TLE Kidding Me. Obviously fast.


  • 0
    B

    This causes a TLE in case of (9,8)
    After comparing with other accepted kernals in other questions, I ran all for 999 times and found it obviously faster in this case and return right result.
    The logic is recursion: first arrange [1,2,3,.... k] when k=n
    then the result of combine(n) will cover all result of combine(n-1) and those which replace one digit in all single list in result of combine(n-1).
    Not fast in most case but at least in this case (9,8) and works.
    Why TLE?

    public class Solution {
    
    public List<List<Integer>> combine(int n, int k) {
        if(k>n)
            return Collections.<List<Integer>>emptyList();
        List<List<Integer>> ans = new ArrayList<List<Integer>>();
    
        if(n==k){
            ArrayList<Integer> newlist = new ArrayList<Integer> ();
            for(int i = 1; i<= n; i++){
                newlist.add(i);
            }
            ans.add(newlist);
        }else{
            List<List<Integer>> pre = combine(n-1,k);
            for(final List<Integer> oldlist: pre){
                ans.add(oldlist);
                for(int j = 0; j<k;j++){
                    List<Integer> newlist = new ArrayList<Integer> (oldlist);
                    newlist.set(j,n);
                    ans.add(newlist);
                }
            }
        }
        return ans;
    
    }

  • 0
    J

    I don't know Java. But do you think copy the old list every time is efficient?


  • 0
    W

    I tried the same code but I don't the efficiency of copying old list is low since we eventually construct the same amount of lists. So I guess something wrong with the copying -- elements in lists point to the same Object and cause the evaluation of OJ into infinite loop.


  • 3
    N

    First of all, when it reported TLE with last input was (9, 8), it does not necessarily mean it is this input is error-prone, but means you got timed out when running this input.
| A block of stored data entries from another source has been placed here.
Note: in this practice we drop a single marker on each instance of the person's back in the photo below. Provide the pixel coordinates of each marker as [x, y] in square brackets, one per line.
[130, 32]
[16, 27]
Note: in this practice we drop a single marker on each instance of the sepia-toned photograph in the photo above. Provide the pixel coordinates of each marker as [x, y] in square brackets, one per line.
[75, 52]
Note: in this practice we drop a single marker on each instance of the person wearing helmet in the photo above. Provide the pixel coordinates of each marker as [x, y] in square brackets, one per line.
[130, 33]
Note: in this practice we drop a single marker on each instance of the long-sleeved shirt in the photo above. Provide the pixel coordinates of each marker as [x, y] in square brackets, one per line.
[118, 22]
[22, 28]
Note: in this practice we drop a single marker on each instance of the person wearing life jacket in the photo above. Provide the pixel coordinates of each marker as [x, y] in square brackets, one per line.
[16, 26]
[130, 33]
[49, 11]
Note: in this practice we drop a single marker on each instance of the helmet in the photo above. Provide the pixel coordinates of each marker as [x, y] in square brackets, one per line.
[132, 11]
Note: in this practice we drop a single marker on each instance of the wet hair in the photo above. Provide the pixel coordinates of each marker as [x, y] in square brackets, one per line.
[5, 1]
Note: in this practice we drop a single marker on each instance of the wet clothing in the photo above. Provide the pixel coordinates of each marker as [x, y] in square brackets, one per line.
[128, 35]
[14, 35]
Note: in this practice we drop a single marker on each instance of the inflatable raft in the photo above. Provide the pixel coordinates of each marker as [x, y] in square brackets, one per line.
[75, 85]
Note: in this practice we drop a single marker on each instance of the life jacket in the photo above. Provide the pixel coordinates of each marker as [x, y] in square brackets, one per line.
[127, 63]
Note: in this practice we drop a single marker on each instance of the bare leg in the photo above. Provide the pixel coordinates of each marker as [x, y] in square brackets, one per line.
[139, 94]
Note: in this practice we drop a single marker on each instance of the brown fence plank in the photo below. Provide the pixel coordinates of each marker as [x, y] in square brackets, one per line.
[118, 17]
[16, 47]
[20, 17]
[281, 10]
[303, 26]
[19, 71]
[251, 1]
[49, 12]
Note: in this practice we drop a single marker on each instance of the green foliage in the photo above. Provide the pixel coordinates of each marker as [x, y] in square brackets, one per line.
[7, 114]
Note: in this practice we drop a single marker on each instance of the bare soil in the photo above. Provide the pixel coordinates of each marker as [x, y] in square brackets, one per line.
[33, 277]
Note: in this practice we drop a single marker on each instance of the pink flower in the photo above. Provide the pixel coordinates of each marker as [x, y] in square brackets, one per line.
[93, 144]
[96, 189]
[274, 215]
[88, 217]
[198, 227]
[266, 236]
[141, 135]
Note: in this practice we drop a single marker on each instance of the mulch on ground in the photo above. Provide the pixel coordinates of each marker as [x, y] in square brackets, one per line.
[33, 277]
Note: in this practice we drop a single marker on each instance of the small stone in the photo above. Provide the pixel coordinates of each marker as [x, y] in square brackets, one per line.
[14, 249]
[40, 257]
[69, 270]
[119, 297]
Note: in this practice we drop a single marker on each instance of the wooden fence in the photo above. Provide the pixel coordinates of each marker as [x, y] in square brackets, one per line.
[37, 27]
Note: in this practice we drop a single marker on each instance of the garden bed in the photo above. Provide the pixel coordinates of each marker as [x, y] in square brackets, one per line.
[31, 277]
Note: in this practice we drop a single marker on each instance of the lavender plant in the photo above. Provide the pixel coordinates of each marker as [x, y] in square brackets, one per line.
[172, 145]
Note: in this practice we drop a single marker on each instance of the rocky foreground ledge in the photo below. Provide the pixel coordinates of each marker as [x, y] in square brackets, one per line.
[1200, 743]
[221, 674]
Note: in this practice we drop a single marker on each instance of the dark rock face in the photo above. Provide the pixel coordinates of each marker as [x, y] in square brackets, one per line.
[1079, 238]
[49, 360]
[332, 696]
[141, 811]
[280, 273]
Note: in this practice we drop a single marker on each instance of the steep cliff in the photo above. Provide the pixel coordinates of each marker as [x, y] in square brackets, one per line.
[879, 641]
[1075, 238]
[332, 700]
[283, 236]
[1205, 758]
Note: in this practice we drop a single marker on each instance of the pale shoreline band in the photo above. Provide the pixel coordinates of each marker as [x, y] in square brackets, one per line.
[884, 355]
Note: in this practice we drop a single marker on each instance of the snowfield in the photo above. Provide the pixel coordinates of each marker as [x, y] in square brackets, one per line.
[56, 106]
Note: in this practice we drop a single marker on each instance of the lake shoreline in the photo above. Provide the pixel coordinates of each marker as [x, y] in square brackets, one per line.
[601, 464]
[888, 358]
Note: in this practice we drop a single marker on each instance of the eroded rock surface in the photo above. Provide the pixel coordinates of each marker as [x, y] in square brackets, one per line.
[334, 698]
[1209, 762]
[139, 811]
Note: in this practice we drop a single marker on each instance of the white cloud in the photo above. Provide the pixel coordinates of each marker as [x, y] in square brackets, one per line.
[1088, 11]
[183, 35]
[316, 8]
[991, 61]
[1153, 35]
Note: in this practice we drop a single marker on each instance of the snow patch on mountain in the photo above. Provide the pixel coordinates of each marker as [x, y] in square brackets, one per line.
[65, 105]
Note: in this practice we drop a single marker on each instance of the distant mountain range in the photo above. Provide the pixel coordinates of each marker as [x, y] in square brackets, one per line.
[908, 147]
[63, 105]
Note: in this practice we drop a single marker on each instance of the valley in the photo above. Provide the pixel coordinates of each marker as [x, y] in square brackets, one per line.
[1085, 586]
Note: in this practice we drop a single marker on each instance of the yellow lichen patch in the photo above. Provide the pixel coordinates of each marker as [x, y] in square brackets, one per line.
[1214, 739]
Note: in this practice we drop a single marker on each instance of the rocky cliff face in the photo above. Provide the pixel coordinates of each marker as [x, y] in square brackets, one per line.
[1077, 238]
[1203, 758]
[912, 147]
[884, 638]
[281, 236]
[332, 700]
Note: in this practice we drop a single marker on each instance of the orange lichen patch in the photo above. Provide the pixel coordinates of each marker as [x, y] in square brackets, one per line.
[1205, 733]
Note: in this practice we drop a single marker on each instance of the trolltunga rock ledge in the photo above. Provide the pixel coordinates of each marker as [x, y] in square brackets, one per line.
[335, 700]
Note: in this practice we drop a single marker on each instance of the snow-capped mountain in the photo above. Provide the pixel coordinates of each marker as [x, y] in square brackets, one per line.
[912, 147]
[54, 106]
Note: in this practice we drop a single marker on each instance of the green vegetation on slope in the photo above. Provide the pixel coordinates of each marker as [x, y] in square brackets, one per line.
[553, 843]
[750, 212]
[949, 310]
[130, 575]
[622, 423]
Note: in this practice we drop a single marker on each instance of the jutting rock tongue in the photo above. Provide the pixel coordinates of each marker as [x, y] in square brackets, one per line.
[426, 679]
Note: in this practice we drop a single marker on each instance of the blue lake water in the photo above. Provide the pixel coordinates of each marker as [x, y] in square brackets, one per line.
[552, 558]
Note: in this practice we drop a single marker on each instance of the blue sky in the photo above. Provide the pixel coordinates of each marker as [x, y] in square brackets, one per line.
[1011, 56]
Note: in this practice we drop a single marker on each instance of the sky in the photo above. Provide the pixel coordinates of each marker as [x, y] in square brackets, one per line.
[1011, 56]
And in this case, input (9, 8), perfectly works. The problem is when input n - k > 1, for example, input (3, 1), your program will return [[1],[2],[3],[3]] which contains duplicates. Number of duplicates will get much more when the difference between n and k grows. That's where it cost more time. So unfortunately the algorithm has something fundamentally wrong : ( But, really genius thought!


  • 0
    B

    Thanks so much! You've pointed out the most valuable point.
    After consideration, I know it's wrong about my algorithm and it's also low efficient for general case. When I tried to get input(5,2) and the input(4,2) return something like {4,3;4,2;4,1;} by replacing the second position with '5', we get three same list. I have to remove duplicate and it's quite costly.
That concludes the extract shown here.